The other major side of what I found so intriguing about this exhibition at the Prefectural Museum was how starkly obvious it is, just by glancing around the room, that Okinawa was right there, following right along with global art trends – that Okinawa is not only folk art; that they were not woefully behind the times; that while they may have been absent from the global art scene, and remain absent from our narratives of world art history, they were indeed producing modern art indicative of the styles current around the world in the 1930s, 1960s, 1980s. Looking around the room, one can immediately spot works that absolutely reflect those styles, and interests, in abstraction or whatever it may be, while at the same time reflecting the particulars of Okinawan culture, identity, history, politics, and experience.
“Now… (3)” (1988) by Kawahira Keizô, an oil painting depicting the Japanese and American flags flying together against a perfect cloudless blue sky, has a smoothness and starkness that, well, I don’t know what exactly was going on in the 1980s elsewhere in the world, but it’s certainly moved on past the obsessions with abstraction and conceptual art of the 1960s-70s, and with earlier decades’ trends in rejecting realism and embracing impressionism. This is one of the cleanest paintings in the place – bright colors, stark clear lines, nothing impressionistic or “stylized” about it.
“Koko ni iru watashi” (“I, who am here”), a wooden sculpture of a schoolgirl by Gibo Katsuyuki, made in 2009, similarly, would not stand out at any contemporary art gallery.
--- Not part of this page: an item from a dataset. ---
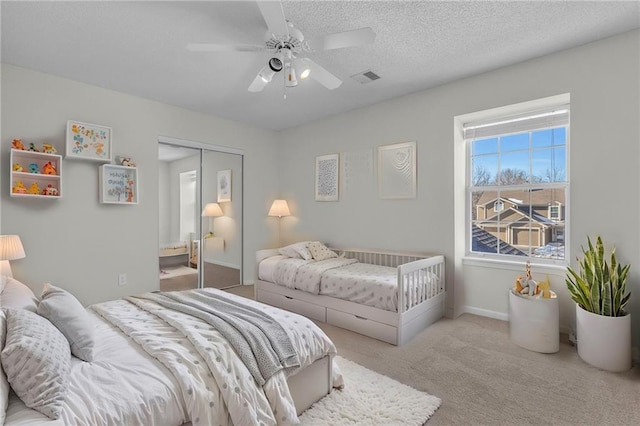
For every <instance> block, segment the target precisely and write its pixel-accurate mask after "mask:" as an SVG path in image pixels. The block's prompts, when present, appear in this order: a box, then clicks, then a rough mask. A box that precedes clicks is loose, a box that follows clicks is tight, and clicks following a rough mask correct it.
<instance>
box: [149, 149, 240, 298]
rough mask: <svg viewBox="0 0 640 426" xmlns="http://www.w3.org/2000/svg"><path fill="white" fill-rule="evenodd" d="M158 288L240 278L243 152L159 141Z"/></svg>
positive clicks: (229, 280)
Put it in a US university’s art gallery and tell me it’s by one of the MFA students, or one of the professors, and I wouldn’t be surprised at all. But, look closer, and you find that the girl is hiding her hands behind her back, and that they are tattooed with designs which were typical on Okinawan women’s hands prior to the late 19th century, and which were banned as “uncivilized” practices for many decades.
These pieces are not only beautiful, masterful, inspiring, moving pieces of art, just as good, just as modern, as anything produced elsewhere in the world, but they also speak to the viewer of a particular story, a particular experience. They convey for us the emotions of that experience, and the issues and difficulties of that particular history, a history unique to Okinawa, and thus contributing to the diverse fabric of global understanding something that only they can provide – the uniquely Okinawan piece of the jigsaw. At the same time, these same issues parallel those shared by a great many indigenous and colonized peoples around the world – issues of suppressed, destroyed, lost traditions and efforts to revive and restore one’s identity; issues of stolen land and of suffering under occupation – issues which the vast majority of utterly mainstream (post)modernist, conceptual, abstract, thematic works by Japanese, American, or European artists won’t give you.
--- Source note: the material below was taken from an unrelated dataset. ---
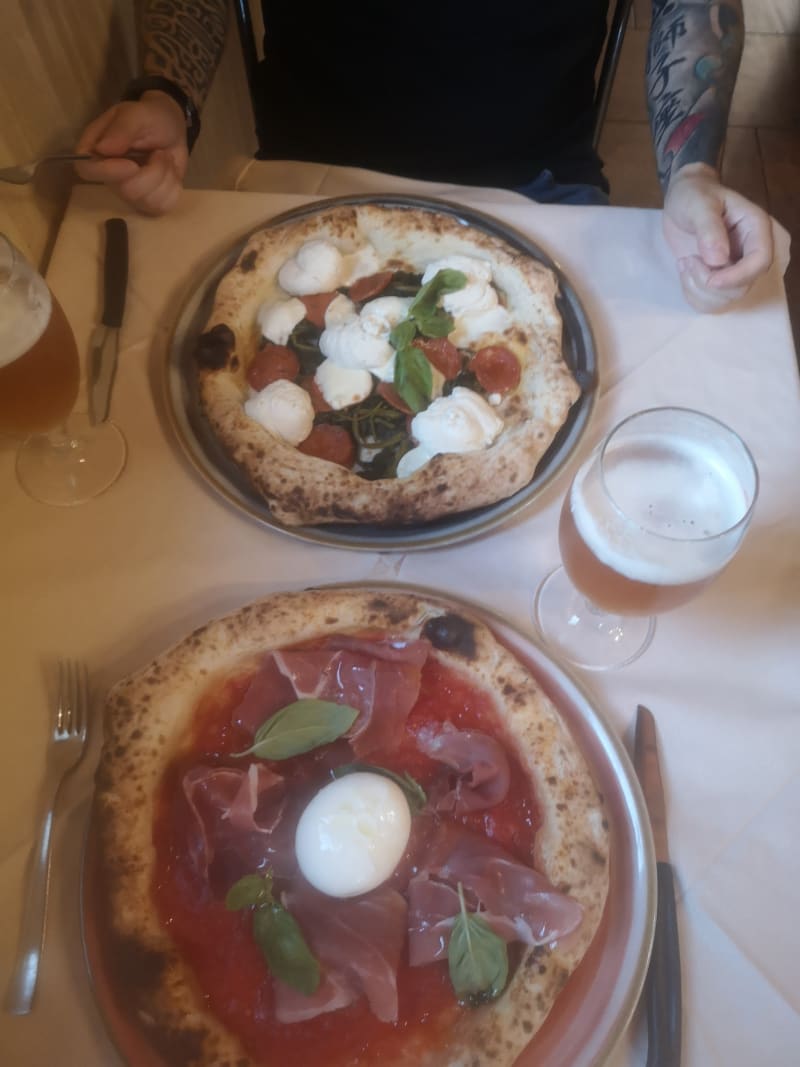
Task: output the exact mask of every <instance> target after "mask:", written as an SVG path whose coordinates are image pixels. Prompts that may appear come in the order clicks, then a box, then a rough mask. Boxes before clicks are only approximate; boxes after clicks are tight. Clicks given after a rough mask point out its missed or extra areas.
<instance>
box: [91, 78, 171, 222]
mask: <svg viewBox="0 0 800 1067" xmlns="http://www.w3.org/2000/svg"><path fill="white" fill-rule="evenodd" d="M131 149H135V150H139V152H145V153H148V155H147V158H146V161H145V162H144V163H143V164H142V165H141V166H140V165H139V164H138V163H135V162H133V161H132V160H129V159H119V158H118V157H119V156H122V155H124V154H125V153H126V152H130V150H131ZM76 152H94V153H97V154H98V155H100V156H108V157H109V159H107V160H106V159H105V160H102V161H101V162H97V161H94V160H93V161H92V162H85V161H84V162H82V163H77V164H76V171H77V172H78V174H79V175H80V176H81V177H82V178H84V179H85V180H86V181H102V182H106V184H107V185H110V186H113V187H114V188H115V189H116V191H117V192H118V193H119V195H121V196H122V198H123V200H125V201H127V202H128V203H129V204H132V205H133V207H135V208H137V209H138V210H140V211H143V212H144V213H145V214H161V213H163V212H164V211H169V210H170V208H172V207H173V206H174V204H175V202H176V201H177V198H178V195H179V193H180V189H181V187H182V184H183V175H185V174H186V169H187V164H188V163H189V150H188V148H187V140H186V120H185V117H183V112H182V111H181V110H180V107H179V106H178V105H177V102H176V101H175V100H173V99H172V97H171V96H167V95H166V94H165V93H159V92H158V91H153V92H148V93H144V94H143V96H142V99H141V100H135V101H131V102H126V103H116V105H115V106H114V107H113V108H109V110H108V111H105V112H103V113H102V114H101V115H100V116H99V117H98V118H95V121H94V122H93V123H90V124H89V126H87V127H86V128H85V130H84V131H83V133H82V136H81V138H80V141H79V142H78V144H77V146H76ZM115 157H116V158H115Z"/></svg>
I can’t believe it; I wasn’t planning for this to be a whole series of posts. I think my first (lost) draft was actually much more concise. Oh well. I’m certainly not going to complain about having more content. Stay tuned for Part 3.
1) At least one of Nadoyama’s prewar works, long thought lost, was actually discovered in 2006.; as for the air raid, why am I not surprised that even despite the extensive interest among English-language Wikipedia writers, and English-language history enthusiasts more generally, in just about all aspects of World War II, there is no English-language Wikipedia page for the 10-10 Air Raid, an event cited regularly in Okinawan histories as a specific and extremely notable event?